Gov. Mark Sanford would be open to a change in the law, said his spokesman, Joel Sawyer.
"It seems ridiculous on its face that somebody with that many speeding convictions would still have a license," Sawyer said.
The difficulty in rewriting the laws is coming up with penalties that target repeat offenders without penalizing the wrong people, said Sen. Mick Mulvaney, R-Lancaster.
"I'm all for looking at it; it's a shame that we seem to be driven by tragedy rather than good governance," said Mulvaney, who serves on the Senate Judiciary Committee. "You want to do something, but at the same time you don't want to overreact."
Mulvaney said he's had casual conversations with other lawmakers about changing the penalties for repeat speeding offenders since Atkinson's driving record came to light following the wreck that killed Winthrop University assistant professor Cynthia Furr, her 2-year-old daughter, McAllister Price, and 13-year-old Hunter Holt of Lake Wylie.
Though open to changing the law, Mulvaney questions whether any change would stop repeat offenders.
"Some folks just don't act in accordance with the law," he said. "It would be easy for the Legislature to pat itself on the back and say we've tightened up the laws on speeding. ... But would it have prevented this accident? I don't know.
"The question is, are we going to think it through and find something that penalizes wrong-doers without punishing people who don't deserve it?"
Rep. Gary Simrill, R-Rock Hill, said Atkinson's driving record already has caused him to examine the law.
"It certainly adds to the debate of looking at how our current system is written when it comes to habitual offenders," Simrill said. "Anyone can make a mistake.
"When you're doing something 14 times in 10 years, it's more habitual than it is late for an appointment."
Under the current law, Atkinson doesn't qualify as a habitual offender. But Simrill said good often can come from tragedy, because it spurs an examination of laws and efforts to "makes the holes tighter."
"In all aspects, there are certain tweaks to the law that need to be made," he said. "Obviously, someone who is creating havoc on the roads, we want that person off.
"Anytime someone is risking others' lives, that needs to be dealt with."
Rep. Deborah Long, R-Indian Land, said she considers Atkinson a habitual offender, even if she doesn't meet the legal requirement.
"This is a shining example," Long said. "Driving is a privilege. You're involving everybody else that's on the road with you."
Other legislators also said they're open to reviewing the law.
"If the law as it stands now allows someone to have a license (with 14 speeding convictions) ... it's something we possibly need to look at," said Rep. John King, D-Rock Hill.

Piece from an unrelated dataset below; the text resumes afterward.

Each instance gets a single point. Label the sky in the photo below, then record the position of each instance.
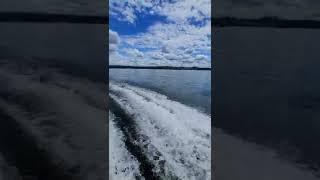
(285, 9)
(160, 33)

Sixteenth Circuit Solicitor Kevin Brackett said it's hard to prosecute serial speeders in part because driving histories usually aren't available to patrol officers.
"The problem is that you end up with officers out on the road who don't have the time - and, a lot of times, the resources - to run a driver's history every time they pull somebody for speeding," Brackett said. "It would help for law enforcement to have that information immediately available."